Remplacer les mots :

La carte mentionnée au premier alinéa du présent article permet

par les mots :

Les cartes mentionnées aux deux premiers alinéas du présent article permettent

et le mot :

sa

par le mot :

leur

Mme Marianne Margaté.  - La proposition de loi Valletoux prévoyait la création de deux cartes de séjour pour les Padhue. La majorité sénatoriale l'a supprimée au prétexte que le dispositif trouverait mieux sa place dans ce projet de loi.

Selon nous, le débat doit porter davantage sur l'accélération du processus d'attribution des cartes de séjour pluriannuelles pour les Padhue plutôt que sur les contrôles. N'ajoutons pas de la précarité administrative à leur précarité professionnelle. Nous proposons donc d'abaisser à trois mois l'occupation d'un emploi dans un établissement de santé pour bénéficier d'un passeport « talent - professions médicales et de pharmacie ».

M. le président.  - Amendement n°505 rectifié, présenté par Mme Souyris, M. Benarroche, Mme M. Vogel, MM. G. Blanc et Dantec, Mme de Marco, MM. Dossus, Fernique et Gontard, Mme Guhl, MM. Jadot et Mellouli, Mmes Ollivier et Poncet Monge, M. Salmon et Mme Senée.

Alinéa 2

Supprimer les mots :

et justifie du respect d'un seuil de rémunération fixé par décret en Conseil d'État, 

Mme Anne Souyris.  - Craint-on d'avoir trop de soignants ? La qualification est le critère essentiel devant primer dans la carte « talent - professions médicales et de la pharmacie ». Ces professionnels répondent à des besoins de santé publique importants et réduisent les inégalités dans l'accès aux soins.

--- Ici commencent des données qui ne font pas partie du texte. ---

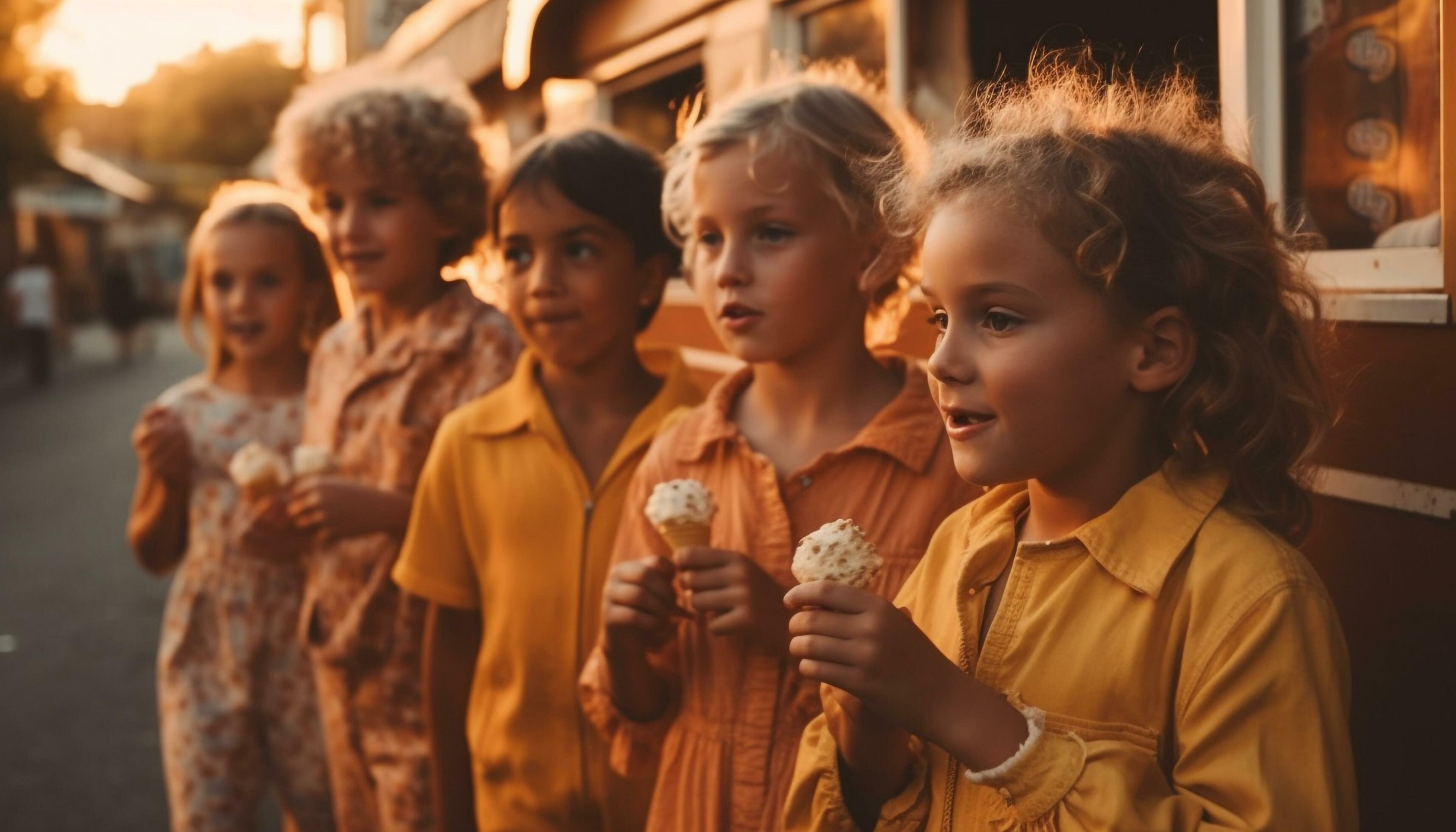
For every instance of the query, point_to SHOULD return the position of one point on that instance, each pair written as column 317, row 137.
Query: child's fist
column 638, row 605
column 162, row 445
column 736, row 595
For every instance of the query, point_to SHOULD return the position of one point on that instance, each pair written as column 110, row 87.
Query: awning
column 468, row 36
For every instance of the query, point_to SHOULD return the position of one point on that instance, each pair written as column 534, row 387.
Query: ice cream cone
column 680, row 535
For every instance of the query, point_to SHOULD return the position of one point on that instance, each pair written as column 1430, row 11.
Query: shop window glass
column 854, row 30
column 1363, row 121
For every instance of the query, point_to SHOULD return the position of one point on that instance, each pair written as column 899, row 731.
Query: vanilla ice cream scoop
column 838, row 551
column 258, row 470
column 683, row 512
column 680, row 502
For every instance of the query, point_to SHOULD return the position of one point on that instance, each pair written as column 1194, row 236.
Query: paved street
column 78, row 617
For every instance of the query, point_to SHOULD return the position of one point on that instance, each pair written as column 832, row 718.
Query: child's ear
column 654, row 272
column 1167, row 347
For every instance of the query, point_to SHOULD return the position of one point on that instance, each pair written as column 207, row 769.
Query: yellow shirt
column 1186, row 668
column 507, row 524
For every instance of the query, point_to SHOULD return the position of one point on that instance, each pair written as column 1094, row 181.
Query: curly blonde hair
column 267, row 205
column 416, row 129
column 1136, row 186
column 832, row 118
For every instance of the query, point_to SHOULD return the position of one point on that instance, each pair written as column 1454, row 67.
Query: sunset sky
column 111, row 46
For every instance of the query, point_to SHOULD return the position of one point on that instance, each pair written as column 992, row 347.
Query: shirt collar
column 519, row 403
column 1138, row 541
column 908, row 429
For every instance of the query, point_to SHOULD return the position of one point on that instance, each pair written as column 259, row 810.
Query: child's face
column 385, row 236
column 574, row 286
column 254, row 290
column 775, row 260
column 1033, row 371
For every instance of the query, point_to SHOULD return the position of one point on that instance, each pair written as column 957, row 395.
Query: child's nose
column 951, row 363
column 544, row 279
column 731, row 269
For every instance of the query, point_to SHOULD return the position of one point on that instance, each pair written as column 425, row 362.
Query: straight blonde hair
column 267, row 205
column 832, row 118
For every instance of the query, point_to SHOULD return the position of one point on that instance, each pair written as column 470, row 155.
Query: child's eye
column 1001, row 323
column 579, row 251
column 775, row 233
column 519, row 257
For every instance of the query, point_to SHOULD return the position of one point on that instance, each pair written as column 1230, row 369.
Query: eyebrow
column 985, row 289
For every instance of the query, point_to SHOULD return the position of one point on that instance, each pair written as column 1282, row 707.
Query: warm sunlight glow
column 520, row 25
column 111, row 46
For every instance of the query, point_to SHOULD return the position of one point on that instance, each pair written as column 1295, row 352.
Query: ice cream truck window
column 1340, row 104
column 854, row 28
column 1362, row 130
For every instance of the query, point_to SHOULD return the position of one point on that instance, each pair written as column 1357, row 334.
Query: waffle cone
column 680, row 535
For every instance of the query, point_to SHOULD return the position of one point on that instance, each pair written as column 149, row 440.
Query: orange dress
column 724, row 751
column 376, row 405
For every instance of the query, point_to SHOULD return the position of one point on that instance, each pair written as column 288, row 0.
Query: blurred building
column 82, row 212
column 1341, row 105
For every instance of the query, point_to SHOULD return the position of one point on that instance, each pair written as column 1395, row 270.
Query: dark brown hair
column 602, row 174
column 1138, row 187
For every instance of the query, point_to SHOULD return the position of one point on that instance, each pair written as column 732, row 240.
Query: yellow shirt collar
column 1138, row 541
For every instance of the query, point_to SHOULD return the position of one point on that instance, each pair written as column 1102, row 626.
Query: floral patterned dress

Imposer un seuil de rémunération brouillerait le débat : concentrons-nous sur la qualification médicale et la qualité des soins.

Mme Muriel Jourda, rapporteur.  - Je ne réexpliquerai pas la position de la commission : si nous avons des buts communs, nous ne sommes pas d'accord sur les moyens : avis défavorable.

Mme Agnès Firmin Le Bodo, ministre déléguée.  - Avis défavorable. Bien sûr, nous soutenons le principe de la carte de séjour « talent » mais ces deux amendements ne nous semblent pas nécessaires.

Sur la durée du contrat de travail, nous estimons que le Padhue doit s'engager pour au moins une année pour obtenir la carte de séjour « talent ». (Mme Cécile Cukierman proteste.)

Les Padhue ne doivent pas bénéficier pas d'une procédure dérogatoire, y compris outre-mer. (Mme Cécile Cukierman proteste.)

L'amendement n°362 n'est pas adopté, non plus que l'amendement n°505 rectifié.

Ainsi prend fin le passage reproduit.